Freeport-McMoRan Investor Presentation

Freeport-McMoRan Investor Presentation

The company’s North America copper production decreased some YoY, however, its South America and Indonesia sales both increased substantially along with the company’s Gold production. Molybdenum production decreased slightly, but overall the company’s volumes have managed to improve year-over-year.

The company’s cash costs remain high in both North America and South America where the company has substantial volumes. Indonesia costs continue to remain incredibly low, however, the company is supported by strong gold volumes. Overall, the company’s incentive price for production is roughly $2.6/pound minimum.

The company is profitable at $3.5/pound, but profitability doubles at $4.4/pound. That shows how the company is susceptible to fluctuating commodity prices.

Freeport-McMoRan Annual Sales and Growth

Freeport-McMoRan has continued to focus on its annual sales and growing its asset portfolio.

Freeport-McMoRan Investor Presentation

Freeport-McMoRan Investor Presentation

The company is continuing to maintain strong volumes while investing heavily in the business. The company’s 2023 sales volumes are expected to increase while 2024 sale volumes are expected to be more in line with 2022 sales. The company’s core copper presence will continue to support ~8% of global demand while the company will continue to maintain massive gold and molybdenum businesses.

The transition of its Grasberg Mine is continuing to perform well. The company is keeping capital expenditures substantial with 2023 capital expenditures of $3.3 billion of which $1 billion is discretionary. That’s a ramp up from 2022 capital spending of $2.7 billion, however, as we’ll see both of these are numbers the company can afford.

Freeport-McMoRan Financial Returns

The company has focused on maintaining an incredibly strong position financially.

Freeport-McMoRan Investor Presentation

Freeport-McMoRan Investor Presentation

Current copper prices are roughly $3.9/pound.
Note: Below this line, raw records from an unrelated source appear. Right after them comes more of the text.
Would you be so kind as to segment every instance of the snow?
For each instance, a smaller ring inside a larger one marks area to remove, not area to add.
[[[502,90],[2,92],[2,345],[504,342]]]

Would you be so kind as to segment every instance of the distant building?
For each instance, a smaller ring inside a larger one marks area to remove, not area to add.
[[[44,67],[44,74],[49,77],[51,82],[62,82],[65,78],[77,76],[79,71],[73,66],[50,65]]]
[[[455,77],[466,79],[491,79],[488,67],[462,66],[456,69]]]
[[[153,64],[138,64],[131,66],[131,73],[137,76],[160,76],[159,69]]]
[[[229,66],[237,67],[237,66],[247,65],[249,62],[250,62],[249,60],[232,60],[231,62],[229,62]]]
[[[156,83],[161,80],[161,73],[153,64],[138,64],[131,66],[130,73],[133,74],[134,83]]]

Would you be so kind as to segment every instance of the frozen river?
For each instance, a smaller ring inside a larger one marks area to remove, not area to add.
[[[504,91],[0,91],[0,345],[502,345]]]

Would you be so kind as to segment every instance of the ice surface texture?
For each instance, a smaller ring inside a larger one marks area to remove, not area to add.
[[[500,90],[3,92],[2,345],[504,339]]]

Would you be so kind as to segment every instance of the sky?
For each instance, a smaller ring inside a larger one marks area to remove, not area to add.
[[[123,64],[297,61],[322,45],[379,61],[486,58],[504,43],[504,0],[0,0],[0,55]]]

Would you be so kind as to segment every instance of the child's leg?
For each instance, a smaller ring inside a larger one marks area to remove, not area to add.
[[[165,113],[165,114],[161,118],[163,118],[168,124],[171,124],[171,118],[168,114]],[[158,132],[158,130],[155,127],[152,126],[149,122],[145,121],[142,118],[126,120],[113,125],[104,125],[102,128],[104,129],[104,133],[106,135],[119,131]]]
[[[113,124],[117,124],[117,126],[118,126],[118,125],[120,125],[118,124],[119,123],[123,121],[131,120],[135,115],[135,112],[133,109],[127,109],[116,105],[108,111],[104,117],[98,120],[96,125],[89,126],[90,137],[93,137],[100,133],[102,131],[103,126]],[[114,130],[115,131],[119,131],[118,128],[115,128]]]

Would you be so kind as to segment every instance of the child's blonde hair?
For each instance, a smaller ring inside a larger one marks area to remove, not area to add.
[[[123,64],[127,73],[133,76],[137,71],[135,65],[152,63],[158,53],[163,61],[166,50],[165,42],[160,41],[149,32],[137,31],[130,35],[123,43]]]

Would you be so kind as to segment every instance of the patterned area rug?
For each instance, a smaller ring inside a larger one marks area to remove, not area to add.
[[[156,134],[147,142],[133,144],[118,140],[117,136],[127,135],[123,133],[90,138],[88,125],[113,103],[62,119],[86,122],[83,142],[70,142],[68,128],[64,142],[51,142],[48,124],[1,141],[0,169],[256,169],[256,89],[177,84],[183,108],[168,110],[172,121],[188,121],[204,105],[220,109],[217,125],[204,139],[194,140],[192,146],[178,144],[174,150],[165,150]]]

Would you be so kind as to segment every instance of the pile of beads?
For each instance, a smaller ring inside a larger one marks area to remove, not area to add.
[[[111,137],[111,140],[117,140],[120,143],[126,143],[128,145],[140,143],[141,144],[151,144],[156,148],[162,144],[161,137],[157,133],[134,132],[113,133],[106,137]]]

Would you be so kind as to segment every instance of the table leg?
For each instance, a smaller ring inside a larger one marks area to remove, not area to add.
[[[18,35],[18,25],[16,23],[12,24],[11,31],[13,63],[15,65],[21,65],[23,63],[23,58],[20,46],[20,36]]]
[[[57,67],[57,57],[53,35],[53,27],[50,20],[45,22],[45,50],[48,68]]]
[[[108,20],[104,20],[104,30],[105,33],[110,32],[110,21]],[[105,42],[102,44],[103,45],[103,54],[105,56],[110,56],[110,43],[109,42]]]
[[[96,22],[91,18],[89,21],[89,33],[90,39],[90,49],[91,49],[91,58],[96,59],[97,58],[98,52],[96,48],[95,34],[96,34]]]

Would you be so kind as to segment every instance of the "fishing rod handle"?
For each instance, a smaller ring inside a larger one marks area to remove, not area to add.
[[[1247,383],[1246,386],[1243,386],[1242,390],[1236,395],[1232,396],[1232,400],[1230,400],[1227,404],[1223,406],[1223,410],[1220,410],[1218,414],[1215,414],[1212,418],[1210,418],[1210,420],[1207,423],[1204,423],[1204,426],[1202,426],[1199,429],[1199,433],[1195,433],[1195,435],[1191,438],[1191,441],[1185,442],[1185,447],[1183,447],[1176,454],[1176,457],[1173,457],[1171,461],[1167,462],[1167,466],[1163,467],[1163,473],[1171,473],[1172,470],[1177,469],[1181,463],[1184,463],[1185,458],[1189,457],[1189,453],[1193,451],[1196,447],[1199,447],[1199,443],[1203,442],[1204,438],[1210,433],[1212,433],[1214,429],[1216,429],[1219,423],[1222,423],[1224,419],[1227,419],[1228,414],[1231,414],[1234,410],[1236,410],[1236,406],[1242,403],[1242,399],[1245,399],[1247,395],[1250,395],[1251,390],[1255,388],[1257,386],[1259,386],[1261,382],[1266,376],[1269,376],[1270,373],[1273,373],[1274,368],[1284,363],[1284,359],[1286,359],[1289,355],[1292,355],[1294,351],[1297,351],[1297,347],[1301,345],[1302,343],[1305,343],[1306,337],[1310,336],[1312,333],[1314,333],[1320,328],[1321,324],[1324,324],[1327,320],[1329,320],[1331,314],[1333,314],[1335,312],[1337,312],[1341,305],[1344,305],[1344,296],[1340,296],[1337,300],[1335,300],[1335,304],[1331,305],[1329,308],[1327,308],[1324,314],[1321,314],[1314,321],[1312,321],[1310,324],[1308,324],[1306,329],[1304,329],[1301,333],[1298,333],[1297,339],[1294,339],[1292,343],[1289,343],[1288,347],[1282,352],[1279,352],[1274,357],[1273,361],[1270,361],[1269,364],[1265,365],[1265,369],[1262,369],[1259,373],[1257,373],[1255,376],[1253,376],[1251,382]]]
For simplicity, we’d expect it’d be more like $4/pound. The company’s 2023/2024 operating cash flow is expected to be roughly $7-8 billion at that level. Given forecasts for capital spending, the company’s FCF can be expected to be roughly $4 billion, implying an 8% FCF yield for the company.

The company has a mere $2.1 billion in net debt, but it does have $10.7 billion in total debt costing it roughly $500 million/year in interest. That’s all interest that could go straight to the company’s FCF should it choose to pay down its debt, which we expect to happen slowly. However, regardless of how the company spends cash, we expect it to generate substantial FCF.
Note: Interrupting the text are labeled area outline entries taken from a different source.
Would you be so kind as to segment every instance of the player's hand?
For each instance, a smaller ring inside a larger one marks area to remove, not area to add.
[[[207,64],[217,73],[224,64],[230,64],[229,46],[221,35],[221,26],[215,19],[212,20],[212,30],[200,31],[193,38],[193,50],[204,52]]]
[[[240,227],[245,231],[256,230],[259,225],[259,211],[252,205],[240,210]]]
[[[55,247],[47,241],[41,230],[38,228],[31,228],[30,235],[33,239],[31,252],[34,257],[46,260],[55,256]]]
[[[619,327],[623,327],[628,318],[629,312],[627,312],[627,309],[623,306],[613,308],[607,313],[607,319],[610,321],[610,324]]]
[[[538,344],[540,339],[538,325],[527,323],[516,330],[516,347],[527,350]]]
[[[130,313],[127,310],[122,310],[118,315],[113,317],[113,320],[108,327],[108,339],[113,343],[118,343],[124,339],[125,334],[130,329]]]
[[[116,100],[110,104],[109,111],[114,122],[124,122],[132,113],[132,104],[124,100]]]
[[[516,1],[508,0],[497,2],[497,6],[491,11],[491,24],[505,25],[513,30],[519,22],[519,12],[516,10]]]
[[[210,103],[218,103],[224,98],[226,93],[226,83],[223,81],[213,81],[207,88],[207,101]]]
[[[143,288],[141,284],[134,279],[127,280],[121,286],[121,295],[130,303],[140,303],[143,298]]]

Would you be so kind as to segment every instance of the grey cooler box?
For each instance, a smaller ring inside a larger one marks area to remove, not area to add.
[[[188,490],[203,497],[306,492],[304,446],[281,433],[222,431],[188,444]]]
Those are incredibly strong 2023/2024 averages, while also showing the company’s potential to increase cash flow should markets improve. $5 per pound for copper could add an additional $3 billion in FCF to the bottom line moving the FCF yield from 8% to 14% for the company. That improvement is worth paying close attention to.
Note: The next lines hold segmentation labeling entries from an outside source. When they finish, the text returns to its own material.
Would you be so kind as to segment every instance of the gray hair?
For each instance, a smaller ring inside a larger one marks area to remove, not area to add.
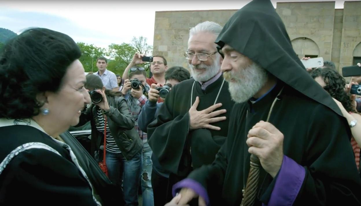
[[[192,36],[200,32],[208,32],[218,36],[222,30],[222,27],[215,22],[207,21],[200,23],[190,30],[189,39]]]

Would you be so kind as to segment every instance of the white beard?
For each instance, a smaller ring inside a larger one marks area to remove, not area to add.
[[[236,103],[245,102],[254,96],[268,79],[266,70],[255,63],[235,72],[225,72],[223,75],[228,82],[231,97]]]
[[[220,56],[217,55],[217,57],[214,60],[213,64],[211,66],[207,66],[205,65],[203,62],[201,63],[194,66],[188,64],[190,70],[191,71],[191,74],[195,80],[197,82],[205,82],[210,80],[219,72],[221,70],[221,63],[219,63]],[[196,69],[203,69],[205,71],[203,73],[199,73],[195,70]]]

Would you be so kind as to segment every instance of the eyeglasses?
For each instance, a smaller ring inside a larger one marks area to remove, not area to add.
[[[129,70],[129,73],[130,73],[131,71],[135,71],[137,70],[139,70],[139,71],[144,71],[145,70],[145,69],[144,69],[143,67],[139,67],[139,68],[137,67],[132,67]]]
[[[162,65],[162,64],[164,63],[164,62],[153,62],[151,63],[151,64],[154,66],[156,65],[156,63],[157,63],[157,64],[158,65]]]
[[[186,52],[184,53],[184,56],[186,58],[187,60],[192,60],[193,59],[193,57],[194,57],[194,55],[195,55],[197,57],[197,58],[200,61],[207,61],[207,60],[208,59],[208,57],[217,53],[217,52],[216,51],[211,54],[205,54],[204,53],[195,54],[192,52]]]

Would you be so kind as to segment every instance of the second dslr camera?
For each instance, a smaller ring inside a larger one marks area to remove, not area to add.
[[[133,89],[138,89],[139,88],[139,86],[142,85],[142,82],[136,78],[131,80],[130,83],[131,84],[132,88]]]
[[[164,85],[161,87],[156,88],[156,89],[159,91],[159,96],[162,98],[165,98],[170,90],[170,87],[167,85]]]

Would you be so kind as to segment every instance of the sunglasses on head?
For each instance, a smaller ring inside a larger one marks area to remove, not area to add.
[[[145,70],[145,69],[144,69],[143,67],[140,67],[139,68],[136,67],[133,67],[131,68],[129,70],[129,73],[130,73],[131,71],[135,71],[137,70],[139,70],[139,71],[144,71]]]

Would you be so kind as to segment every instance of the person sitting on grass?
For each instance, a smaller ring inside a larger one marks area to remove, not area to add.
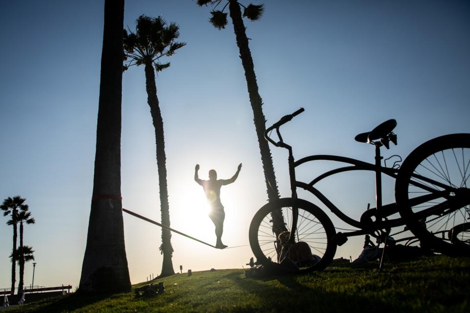
[[[321,259],[319,256],[312,254],[308,244],[299,241],[293,244],[289,242],[290,231],[283,231],[279,234],[278,239],[281,246],[279,254],[279,263],[285,262],[287,259],[294,262],[297,266],[306,266],[317,263]]]

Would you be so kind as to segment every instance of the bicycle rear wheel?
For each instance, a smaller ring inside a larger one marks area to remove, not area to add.
[[[294,201],[291,198],[283,198],[258,210],[250,225],[251,249],[257,260],[272,270],[295,273],[323,269],[331,263],[336,251],[332,241],[336,234],[334,227],[320,208],[302,199],[296,201],[298,218],[296,224],[293,225]],[[275,225],[271,213],[280,212],[283,224]],[[289,232],[295,229],[295,244],[291,246],[300,248],[286,250],[289,257],[282,259],[280,259],[282,248],[278,238],[281,228]]]
[[[470,245],[470,223],[454,226],[448,233],[449,240],[455,245]]]
[[[400,215],[410,230],[437,252],[469,255],[448,232],[470,219],[470,134],[438,137],[405,159],[395,183]]]

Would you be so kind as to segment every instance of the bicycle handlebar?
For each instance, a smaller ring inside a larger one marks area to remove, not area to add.
[[[272,126],[268,127],[267,129],[266,130],[266,131],[264,132],[264,138],[266,139],[266,140],[269,141],[269,142],[271,142],[276,147],[279,147],[282,145],[284,142],[282,141],[282,137],[281,136],[281,133],[279,132],[279,128],[287,122],[290,121],[294,116],[296,116],[305,111],[305,109],[303,108],[301,108],[292,114],[289,114],[281,117],[281,119],[273,124]],[[278,136],[279,137],[280,141],[279,142],[276,142],[274,141],[274,140],[269,138],[269,136],[268,135],[268,133],[273,130],[275,128],[276,129],[276,132],[278,133]]]

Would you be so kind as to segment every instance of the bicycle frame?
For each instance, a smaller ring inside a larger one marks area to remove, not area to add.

Freeport-McMoRan Thesis Risk

The largest risk to our thesis is intermediate term commodity prices. The company is profitable and has a substantial amount of exciting growth ahead of it; however, there’s no guarantee that that growth pans out. Commodity prices could drop and remain lower in a recession, hurting the company’s ability to drive returns. That risk is worth paying close attention to.

Conclusion

Freeport-McMoRan has a unique and impressive portfolio of assets. The company has the ability to continue expanding that portfolio of assets, looking for increased efficiency and ramping up capital projects. The company’s annual capital spending of just over $3 billion is roughly $1 billion discretionary, and will support this growth for the company.

At the same time, the company’s assets remain incredibly profitable. The company is currently at a roughly 8% FCF yield, strong for a growing industry where commodity prices have been pushed down. The company remains incredibly susceptible to commodity prices and their performance. However, overall, with its asset strength, we expect the company to continue performing well for the long run.